Tanpa Judul

Ada kata yang tak bisa diungkapkan. Boleh jadi karna ia menjaga perasaan, ataukah rasa yang tak bisa diucapkan dengan kata-kata. Pun dengan berusaha mencintai-Mu. Mengimanimu pun aku masih mempertanyakan apakah aku sudah benar mengimani-Mu. Dalam itu, muncul kecemasanku.

Keridhoan-Mu kucoba rengkuh dengan tangan, kepala, dan kakiku. Hingga ku tak tahu sudah berapa lama aku berjalan, seberapa lelah aku mengayuh, mengusap keringat dan airmata. Di situ, muncul kecemasanku, sampai berapa lama aku bertahan.

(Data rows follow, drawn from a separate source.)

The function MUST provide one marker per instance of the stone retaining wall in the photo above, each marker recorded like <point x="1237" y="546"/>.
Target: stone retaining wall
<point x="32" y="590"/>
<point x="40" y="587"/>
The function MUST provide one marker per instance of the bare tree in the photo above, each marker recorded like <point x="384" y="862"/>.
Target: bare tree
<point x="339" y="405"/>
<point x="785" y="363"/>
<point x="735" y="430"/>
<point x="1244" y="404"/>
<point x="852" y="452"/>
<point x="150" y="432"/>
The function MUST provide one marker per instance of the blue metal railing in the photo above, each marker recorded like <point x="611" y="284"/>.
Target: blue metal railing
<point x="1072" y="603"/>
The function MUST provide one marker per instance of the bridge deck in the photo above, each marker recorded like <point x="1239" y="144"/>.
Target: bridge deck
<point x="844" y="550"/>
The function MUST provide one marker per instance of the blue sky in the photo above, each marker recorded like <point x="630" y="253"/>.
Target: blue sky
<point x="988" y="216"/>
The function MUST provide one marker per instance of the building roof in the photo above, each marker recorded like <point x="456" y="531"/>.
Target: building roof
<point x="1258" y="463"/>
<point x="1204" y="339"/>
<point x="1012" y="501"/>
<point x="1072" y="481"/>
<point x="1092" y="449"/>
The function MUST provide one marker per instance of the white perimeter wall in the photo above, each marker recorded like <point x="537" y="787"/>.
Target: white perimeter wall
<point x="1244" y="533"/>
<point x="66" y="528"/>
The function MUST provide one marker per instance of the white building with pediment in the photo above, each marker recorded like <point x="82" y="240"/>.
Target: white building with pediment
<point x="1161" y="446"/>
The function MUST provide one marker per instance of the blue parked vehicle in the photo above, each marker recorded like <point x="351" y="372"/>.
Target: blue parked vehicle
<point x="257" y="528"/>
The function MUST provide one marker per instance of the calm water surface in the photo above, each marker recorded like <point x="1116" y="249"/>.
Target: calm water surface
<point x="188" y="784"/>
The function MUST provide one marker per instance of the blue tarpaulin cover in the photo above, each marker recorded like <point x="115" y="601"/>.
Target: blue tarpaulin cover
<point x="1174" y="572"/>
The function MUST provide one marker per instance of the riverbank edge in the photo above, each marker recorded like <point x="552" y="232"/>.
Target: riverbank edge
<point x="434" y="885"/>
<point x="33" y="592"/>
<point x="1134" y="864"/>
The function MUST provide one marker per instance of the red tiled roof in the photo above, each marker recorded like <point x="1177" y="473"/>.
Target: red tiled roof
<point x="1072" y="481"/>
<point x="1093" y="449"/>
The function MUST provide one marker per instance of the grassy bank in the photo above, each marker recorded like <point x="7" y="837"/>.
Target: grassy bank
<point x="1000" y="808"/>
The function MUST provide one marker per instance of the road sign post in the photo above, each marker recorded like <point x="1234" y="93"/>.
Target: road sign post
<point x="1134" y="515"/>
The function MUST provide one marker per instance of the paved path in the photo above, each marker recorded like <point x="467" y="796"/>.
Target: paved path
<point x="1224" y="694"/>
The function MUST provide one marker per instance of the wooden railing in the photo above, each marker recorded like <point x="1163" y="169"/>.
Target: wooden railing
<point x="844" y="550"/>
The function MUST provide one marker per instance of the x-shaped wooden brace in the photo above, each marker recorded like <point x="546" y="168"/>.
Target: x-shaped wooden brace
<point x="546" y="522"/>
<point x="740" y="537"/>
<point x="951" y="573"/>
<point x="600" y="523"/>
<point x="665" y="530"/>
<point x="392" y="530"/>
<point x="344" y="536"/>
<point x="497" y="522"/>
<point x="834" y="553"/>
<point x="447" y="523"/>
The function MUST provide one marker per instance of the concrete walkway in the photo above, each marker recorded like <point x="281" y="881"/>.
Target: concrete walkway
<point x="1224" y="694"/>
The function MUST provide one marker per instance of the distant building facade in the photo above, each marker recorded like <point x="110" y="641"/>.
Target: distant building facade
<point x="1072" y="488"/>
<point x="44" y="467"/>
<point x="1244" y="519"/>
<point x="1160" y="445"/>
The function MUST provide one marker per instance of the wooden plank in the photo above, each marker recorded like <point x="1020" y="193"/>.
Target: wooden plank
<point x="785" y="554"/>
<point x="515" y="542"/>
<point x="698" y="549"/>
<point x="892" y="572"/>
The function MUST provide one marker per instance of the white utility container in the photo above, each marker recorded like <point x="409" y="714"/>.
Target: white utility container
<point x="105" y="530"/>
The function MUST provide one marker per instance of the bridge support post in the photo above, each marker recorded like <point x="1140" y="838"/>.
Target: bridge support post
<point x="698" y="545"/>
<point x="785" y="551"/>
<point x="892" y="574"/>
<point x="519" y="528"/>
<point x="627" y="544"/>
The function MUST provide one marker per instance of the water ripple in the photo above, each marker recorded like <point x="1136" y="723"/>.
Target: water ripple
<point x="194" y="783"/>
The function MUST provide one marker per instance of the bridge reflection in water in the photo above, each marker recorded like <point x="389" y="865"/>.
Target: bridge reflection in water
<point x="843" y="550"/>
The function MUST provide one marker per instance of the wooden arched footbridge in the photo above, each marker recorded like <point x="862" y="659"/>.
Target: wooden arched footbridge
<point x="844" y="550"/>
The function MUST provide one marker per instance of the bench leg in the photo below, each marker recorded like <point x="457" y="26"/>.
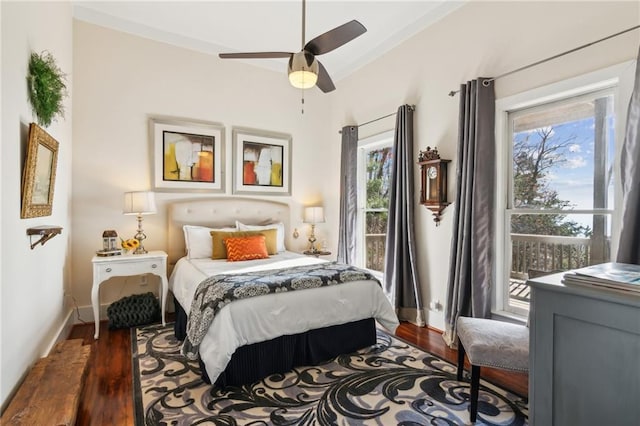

Dimana aku berjalan?

Aku susuri pelan-pelan. Ku hanya punya satu jalan. Mereka bilang ini benar. Dan aku yakini demikian sementara ini. Terkadang, ingin aku melihat mengenal jalan lainnya, tapi belum cukup keberanian dan pembatasanku dengan tepat rupanya.

Jika di jalan-Mu dan menuju-Mu aku harus berpuasa, boleh dikatakan selama ini aku belum berpuasa. Berpuasa dari keinginanku yang tak perlu, dari suara hatiku yang kesini kesitu untuk diam-diam mengkhianati-Mu.

Segala kebaikan-Mu, aku merasakannya lebih lebih dan lebih setiap hari. Sampai aku pun cemas, bagaimana aku akan membalas. Syukur dan maaf, entah seberapa jarang Engkau dengar itu dari hatiku. Seberapa banyak detik yang aku siakan untuk melupakan-Mu.

Namun aku harap, Engkau membimbingku, dalam setiap seretan langkah kakiku, merangkakku, mengayuhku, keringat, dan air mataku. Aku tahu aku harus tangguh. Dan sesungguhnya tak ada ketangguhan dan kekuatan melainkan dengan kehendak-Mu.